Kinard later tried to relay information to Dr. Smith to justify an MRI by explaining the differences between the prior two X rays, including different technician techniques and an intervening injury to the right shoulder. Dr. Smith states that as a covering physician, he did not receive or review this additional information, and it would not have changed his decision to order a third X ray. He states that an X ray is adequate for identifying a possible shoulder separation, and he saw no medical necessity on May 30 for an MRI of Kinard's shoulder.

The X rays ordered by Dr. Smith were performed on June 17, 2014. The shoulder X ray showed "that there were no gross acute displaced fractures, that the joint spaces were patent, and that there were no changes" compared to the January 24 X ray. (Miller Decl. ¶ 25, ECF No. 72-1.) Dr.
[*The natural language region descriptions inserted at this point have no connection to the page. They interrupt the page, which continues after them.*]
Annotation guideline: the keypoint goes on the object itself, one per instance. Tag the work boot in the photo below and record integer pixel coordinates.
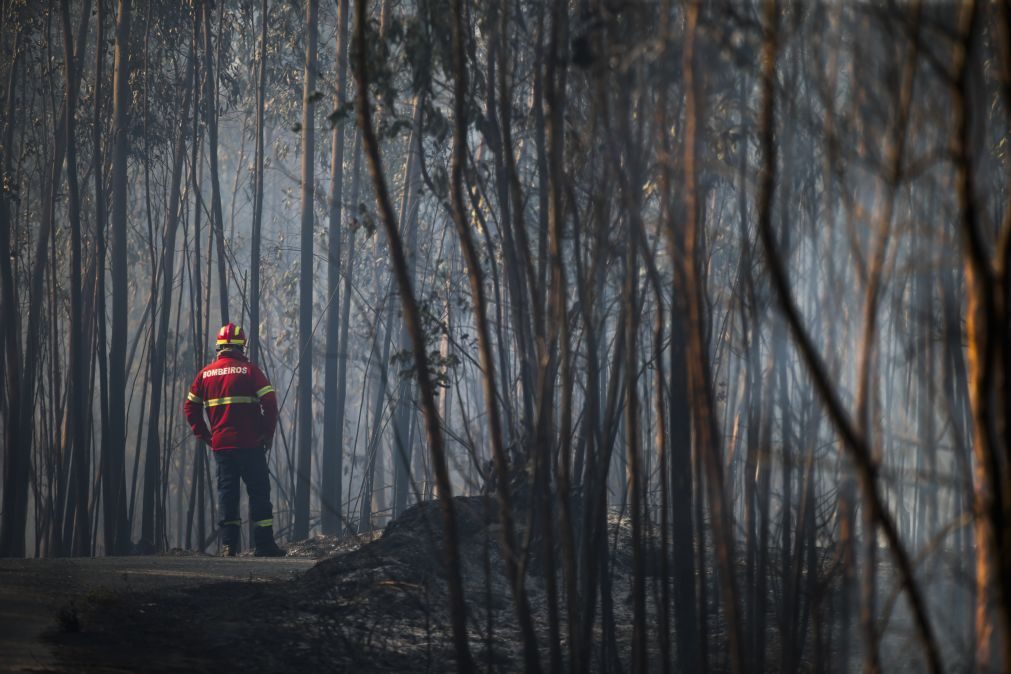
(264, 546)
(230, 538)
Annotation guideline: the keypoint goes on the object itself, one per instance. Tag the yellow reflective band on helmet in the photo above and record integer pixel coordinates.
(232, 400)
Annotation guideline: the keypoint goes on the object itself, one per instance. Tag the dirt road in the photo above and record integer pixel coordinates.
(34, 592)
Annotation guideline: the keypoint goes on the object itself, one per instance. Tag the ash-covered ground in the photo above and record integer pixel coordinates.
(370, 605)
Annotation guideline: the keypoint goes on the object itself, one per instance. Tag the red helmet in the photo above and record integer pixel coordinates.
(231, 335)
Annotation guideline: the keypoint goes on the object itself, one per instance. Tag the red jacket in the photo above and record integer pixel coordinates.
(240, 401)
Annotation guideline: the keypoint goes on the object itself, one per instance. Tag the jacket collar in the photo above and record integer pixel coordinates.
(233, 355)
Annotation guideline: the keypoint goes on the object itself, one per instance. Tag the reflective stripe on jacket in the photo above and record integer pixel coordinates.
(239, 400)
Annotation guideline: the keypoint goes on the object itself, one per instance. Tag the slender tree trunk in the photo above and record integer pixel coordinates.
(79, 543)
(333, 451)
(210, 108)
(458, 606)
(258, 160)
(114, 480)
(152, 526)
(304, 461)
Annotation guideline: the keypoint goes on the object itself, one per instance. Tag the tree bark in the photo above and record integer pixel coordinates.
(304, 460)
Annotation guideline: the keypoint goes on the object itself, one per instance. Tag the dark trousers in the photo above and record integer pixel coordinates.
(250, 466)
Miller discussed with Kinard the results of the c-spine and shoulder X rays during an appointment on June 30, 2014, for another medical issue.
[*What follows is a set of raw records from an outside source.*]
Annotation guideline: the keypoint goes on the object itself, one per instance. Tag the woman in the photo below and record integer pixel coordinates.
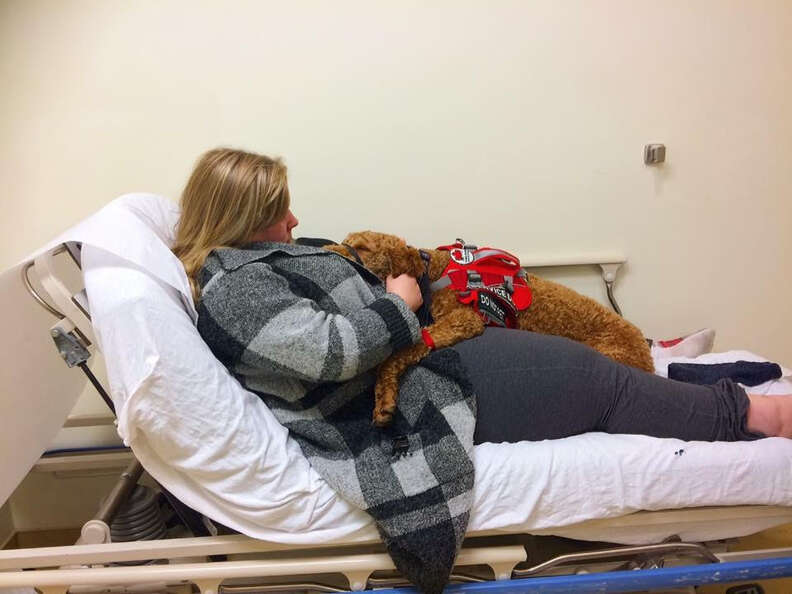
(305, 328)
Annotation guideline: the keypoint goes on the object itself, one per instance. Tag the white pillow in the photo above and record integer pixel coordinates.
(213, 444)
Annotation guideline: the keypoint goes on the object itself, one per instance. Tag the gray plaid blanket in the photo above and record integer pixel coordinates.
(305, 329)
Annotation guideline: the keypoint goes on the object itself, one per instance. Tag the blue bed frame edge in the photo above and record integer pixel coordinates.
(628, 581)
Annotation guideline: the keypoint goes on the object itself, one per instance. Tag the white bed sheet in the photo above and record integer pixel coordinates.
(220, 450)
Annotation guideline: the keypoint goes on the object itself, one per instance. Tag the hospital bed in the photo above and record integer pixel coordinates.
(662, 505)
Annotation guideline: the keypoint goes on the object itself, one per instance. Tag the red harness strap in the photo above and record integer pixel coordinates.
(488, 279)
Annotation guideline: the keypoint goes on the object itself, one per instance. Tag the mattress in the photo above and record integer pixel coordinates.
(219, 449)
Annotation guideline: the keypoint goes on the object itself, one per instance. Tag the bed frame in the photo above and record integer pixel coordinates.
(492, 561)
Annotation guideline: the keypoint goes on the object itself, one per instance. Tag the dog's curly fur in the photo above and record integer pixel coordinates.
(555, 309)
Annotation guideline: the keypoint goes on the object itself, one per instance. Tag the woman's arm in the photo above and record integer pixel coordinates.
(255, 321)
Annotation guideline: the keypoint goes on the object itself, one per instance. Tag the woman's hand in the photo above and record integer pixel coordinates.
(407, 288)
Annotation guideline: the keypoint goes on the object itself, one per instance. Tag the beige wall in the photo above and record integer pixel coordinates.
(516, 123)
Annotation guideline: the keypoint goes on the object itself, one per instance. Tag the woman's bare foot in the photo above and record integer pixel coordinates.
(770, 415)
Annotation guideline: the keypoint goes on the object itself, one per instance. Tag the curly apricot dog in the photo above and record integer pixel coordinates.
(555, 309)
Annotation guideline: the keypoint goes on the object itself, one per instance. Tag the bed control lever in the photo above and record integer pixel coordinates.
(609, 272)
(70, 347)
(655, 549)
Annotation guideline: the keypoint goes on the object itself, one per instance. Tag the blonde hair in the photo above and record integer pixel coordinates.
(231, 194)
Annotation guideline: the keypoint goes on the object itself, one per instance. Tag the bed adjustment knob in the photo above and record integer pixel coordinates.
(654, 154)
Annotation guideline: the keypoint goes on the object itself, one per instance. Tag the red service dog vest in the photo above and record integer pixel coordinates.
(489, 280)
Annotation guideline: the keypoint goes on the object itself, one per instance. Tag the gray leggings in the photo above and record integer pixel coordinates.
(533, 386)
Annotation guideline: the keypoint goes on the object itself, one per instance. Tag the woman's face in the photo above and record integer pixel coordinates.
(279, 231)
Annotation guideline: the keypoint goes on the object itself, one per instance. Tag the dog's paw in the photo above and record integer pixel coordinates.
(385, 394)
(383, 416)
Dr. Miller next saw Kinard on July 9, 2014, related to complaints about his testicles. The doctor noted that Kinard's hands were cuffed behind his back with no apparent discomfort. Dr. Miller and Dr. Smith, who also happened to be present that day, noted during the examination that Kinard showed very functional range of motion and use of his right shoulder and arm. Dr. Miller states: "I suspected at that time, that [Kinard] was only looking for a lawsuit with his complaints and that he had little to no actual shoulder injury." (Id. at ¶ 27.) He noted that no further work up for Kinard's shoulder pain was indicated and discussed that finding with Kinard.

On July 30, 2014, Kinard was on Dr. Miller's appointment list with complaints of knee and shoulder pain. Kinard refused to be examined and would not sign the refusal form.

Dr. Miller saw Kinard again on August 6, 2014, for complaints of right-sided neck pain and right shoulder pain upon external rotation. On exam of the shoulder, the doctor found no indication of tenderness to palpation and noted nearly full strength. Dr. Miller's diagnosed mild muscle spasms in the neck and mild shoulder pain, found no indication for an orthopedic consult, and ordered Tylenol and Motrin.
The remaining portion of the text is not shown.